Loop branches typically mispredict only on the last iteration when execution falls through out of the loop instead of jumping to the top. (For fairly obvious reasons: they quickly learn that the branch is always-taken, and predict that way.)
The more iterations your loops run, the more correctly-predicted taken branches you have for the same number of not-taken special cases that mispredict.
Fun fact: on modern Intel CPUs (like Haswell / Skylake), their IT-TAGE branch predictors can "learn" a pattern up to about 22 iterations, correctly predicting the loop exit. With a very long outer loop to give the CPU time to learn the pattern, an inner loop that runs only 22 or fewer iterations tends to predict even the loop-exit branches correctly. So there's a significant dropoff in performance (and instruction throughput) when the inner-loop size grows past that point, if the loop body is pretty simple.
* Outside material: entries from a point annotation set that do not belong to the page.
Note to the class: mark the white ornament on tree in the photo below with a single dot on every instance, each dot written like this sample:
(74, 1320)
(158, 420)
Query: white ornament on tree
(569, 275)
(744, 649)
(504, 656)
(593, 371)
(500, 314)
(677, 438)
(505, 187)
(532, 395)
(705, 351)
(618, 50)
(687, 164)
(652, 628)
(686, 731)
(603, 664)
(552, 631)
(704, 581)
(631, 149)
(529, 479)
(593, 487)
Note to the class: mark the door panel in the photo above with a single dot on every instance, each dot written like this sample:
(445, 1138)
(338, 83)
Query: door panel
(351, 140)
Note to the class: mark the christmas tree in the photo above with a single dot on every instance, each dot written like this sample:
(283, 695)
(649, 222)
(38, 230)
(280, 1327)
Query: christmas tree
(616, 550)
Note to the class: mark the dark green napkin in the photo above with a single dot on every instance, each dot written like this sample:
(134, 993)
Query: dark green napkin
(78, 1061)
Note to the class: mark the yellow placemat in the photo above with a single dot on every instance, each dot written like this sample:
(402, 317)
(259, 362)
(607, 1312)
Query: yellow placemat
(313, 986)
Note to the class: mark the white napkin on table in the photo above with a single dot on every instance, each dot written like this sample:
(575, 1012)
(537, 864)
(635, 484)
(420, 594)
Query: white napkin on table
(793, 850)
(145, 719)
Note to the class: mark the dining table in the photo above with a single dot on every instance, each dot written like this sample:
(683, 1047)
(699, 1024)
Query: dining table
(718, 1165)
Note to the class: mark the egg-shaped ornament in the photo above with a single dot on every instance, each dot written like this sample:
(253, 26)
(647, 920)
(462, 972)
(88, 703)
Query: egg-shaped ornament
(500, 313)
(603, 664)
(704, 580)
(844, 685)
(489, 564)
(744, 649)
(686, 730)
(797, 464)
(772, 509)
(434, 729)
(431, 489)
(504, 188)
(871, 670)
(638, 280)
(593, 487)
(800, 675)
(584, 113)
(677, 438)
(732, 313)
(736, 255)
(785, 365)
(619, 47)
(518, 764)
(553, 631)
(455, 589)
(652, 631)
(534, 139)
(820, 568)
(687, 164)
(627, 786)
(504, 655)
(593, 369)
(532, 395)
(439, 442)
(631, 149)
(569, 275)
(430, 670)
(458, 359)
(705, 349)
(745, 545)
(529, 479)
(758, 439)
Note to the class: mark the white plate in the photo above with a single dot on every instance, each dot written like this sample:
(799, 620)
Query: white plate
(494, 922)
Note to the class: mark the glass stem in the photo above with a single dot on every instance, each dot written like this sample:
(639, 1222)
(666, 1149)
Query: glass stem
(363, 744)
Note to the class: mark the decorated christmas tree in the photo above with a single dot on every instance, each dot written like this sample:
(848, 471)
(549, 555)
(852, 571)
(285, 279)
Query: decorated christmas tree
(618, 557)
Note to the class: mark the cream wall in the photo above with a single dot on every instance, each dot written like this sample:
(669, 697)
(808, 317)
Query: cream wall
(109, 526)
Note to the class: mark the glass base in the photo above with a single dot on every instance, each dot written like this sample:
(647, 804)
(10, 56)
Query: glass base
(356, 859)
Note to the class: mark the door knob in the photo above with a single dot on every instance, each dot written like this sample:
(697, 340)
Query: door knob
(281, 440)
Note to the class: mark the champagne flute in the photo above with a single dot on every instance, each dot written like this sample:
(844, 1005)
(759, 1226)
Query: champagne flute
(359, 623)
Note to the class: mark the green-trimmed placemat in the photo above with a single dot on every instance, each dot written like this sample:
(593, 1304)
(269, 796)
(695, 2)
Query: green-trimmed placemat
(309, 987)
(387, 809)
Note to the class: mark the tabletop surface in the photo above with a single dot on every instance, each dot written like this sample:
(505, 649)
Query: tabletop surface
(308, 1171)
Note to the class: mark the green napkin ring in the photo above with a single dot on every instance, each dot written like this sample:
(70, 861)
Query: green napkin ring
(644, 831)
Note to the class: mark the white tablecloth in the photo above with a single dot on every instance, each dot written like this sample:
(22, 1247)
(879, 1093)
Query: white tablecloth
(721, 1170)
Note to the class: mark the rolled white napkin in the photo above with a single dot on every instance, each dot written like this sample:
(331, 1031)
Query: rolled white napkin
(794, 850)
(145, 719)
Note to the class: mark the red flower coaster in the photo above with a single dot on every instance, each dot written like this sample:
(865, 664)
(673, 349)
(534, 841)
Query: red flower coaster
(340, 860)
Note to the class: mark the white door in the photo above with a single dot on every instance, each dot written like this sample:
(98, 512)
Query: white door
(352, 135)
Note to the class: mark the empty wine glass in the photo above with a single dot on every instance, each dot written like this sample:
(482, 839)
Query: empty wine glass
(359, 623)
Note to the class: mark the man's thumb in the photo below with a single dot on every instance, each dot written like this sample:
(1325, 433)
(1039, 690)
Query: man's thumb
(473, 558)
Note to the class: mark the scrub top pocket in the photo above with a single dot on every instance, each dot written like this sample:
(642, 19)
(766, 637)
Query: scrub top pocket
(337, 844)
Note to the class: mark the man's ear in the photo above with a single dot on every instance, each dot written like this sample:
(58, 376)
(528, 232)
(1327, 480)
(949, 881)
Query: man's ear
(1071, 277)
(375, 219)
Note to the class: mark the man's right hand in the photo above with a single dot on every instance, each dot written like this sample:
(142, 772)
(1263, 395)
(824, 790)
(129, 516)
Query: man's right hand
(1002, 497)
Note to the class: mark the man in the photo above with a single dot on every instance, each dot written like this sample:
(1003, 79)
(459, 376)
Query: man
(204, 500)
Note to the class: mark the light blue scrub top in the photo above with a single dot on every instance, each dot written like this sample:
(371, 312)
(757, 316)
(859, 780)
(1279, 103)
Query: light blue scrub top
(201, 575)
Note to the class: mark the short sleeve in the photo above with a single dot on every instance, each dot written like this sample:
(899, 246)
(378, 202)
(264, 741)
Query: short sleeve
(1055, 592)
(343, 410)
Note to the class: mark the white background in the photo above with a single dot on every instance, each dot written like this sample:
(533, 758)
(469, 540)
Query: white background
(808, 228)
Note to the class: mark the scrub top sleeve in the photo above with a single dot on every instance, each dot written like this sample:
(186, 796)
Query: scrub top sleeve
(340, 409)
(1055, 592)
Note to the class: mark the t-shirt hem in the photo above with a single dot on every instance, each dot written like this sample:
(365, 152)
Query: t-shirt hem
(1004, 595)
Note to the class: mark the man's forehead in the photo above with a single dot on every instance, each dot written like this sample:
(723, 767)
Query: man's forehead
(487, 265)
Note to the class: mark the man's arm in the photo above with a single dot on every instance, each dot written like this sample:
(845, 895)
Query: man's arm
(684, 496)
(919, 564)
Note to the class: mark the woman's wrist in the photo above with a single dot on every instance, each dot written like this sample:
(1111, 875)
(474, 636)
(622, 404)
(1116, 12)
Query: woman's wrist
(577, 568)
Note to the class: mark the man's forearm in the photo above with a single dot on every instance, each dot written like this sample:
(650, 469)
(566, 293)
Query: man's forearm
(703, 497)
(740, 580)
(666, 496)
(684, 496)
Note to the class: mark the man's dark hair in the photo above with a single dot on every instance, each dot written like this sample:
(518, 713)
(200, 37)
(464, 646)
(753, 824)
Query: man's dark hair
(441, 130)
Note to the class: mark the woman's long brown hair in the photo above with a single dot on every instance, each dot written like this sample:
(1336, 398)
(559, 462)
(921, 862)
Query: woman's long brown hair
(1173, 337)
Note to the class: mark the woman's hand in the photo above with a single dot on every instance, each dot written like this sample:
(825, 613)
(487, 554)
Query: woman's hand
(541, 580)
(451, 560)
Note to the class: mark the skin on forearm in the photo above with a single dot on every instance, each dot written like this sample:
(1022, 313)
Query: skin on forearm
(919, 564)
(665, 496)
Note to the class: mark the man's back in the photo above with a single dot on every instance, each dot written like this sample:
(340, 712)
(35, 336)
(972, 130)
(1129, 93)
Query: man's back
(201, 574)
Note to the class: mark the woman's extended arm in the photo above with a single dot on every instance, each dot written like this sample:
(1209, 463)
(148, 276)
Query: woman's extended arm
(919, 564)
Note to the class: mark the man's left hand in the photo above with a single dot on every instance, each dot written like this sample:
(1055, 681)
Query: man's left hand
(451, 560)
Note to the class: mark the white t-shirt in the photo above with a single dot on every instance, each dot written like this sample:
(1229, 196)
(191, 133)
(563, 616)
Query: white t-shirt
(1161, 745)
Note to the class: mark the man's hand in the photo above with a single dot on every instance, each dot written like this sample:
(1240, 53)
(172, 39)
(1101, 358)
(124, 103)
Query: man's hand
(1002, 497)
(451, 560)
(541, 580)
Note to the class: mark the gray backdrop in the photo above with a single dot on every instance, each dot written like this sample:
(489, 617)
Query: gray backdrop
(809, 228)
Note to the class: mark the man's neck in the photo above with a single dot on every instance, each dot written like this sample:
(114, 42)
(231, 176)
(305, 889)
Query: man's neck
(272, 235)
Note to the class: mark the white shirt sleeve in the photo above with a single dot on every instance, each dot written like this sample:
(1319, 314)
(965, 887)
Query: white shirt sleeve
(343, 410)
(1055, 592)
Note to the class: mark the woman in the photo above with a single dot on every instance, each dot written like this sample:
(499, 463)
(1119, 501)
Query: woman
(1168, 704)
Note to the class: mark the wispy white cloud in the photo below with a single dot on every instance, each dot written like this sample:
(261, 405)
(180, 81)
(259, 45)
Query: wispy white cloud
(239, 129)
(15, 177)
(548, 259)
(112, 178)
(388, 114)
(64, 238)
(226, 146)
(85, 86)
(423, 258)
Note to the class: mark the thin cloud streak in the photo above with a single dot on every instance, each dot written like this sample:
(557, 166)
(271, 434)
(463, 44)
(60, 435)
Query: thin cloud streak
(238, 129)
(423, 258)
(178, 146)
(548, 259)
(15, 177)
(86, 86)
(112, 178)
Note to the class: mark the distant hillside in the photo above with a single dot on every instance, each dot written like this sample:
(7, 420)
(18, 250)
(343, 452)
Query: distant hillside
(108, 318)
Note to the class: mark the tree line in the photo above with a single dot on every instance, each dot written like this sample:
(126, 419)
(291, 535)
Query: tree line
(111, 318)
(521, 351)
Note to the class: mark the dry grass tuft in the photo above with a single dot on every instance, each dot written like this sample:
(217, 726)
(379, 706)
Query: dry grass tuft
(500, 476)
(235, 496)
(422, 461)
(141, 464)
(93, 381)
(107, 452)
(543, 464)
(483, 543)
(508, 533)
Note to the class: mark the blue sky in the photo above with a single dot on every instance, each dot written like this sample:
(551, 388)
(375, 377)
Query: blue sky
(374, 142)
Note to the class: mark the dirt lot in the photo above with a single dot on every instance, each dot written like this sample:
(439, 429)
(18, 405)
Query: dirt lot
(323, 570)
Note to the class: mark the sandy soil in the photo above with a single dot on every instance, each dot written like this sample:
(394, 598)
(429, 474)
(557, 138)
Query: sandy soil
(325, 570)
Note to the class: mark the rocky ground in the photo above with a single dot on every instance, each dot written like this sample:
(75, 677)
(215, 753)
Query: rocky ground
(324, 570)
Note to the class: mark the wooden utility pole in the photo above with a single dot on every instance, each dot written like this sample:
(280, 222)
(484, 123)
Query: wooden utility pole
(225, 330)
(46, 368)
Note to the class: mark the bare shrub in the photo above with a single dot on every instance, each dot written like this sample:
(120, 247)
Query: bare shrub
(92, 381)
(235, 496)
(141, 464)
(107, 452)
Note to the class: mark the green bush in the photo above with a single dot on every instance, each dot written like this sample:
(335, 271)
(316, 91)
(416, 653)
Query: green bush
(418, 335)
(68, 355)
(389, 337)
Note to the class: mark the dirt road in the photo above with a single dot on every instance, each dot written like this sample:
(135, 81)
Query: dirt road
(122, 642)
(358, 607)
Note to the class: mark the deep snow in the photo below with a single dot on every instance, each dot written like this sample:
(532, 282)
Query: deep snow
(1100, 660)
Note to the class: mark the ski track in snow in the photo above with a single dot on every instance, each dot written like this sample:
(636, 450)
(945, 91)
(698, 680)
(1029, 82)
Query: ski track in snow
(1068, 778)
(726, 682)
But it probably takes quite a few outer-loop iterations to train the predictors with that much history. I was testing 10 million outer-loop iterations or so, to average out noise and startup overhead for a whole process with perf stat
on real hardware under Linux. So the startup / learning phase was negligible.
With older simpler branch predictors (before TAGE), I think some CPUs did implement loop-pattern prediction with a counter to predict loop exits for inner loops that ran a constant number of iterations every time they were reached. https://danluu.com/branch-prediction/ says the same, that "modern CPUs" "often" have such predictors.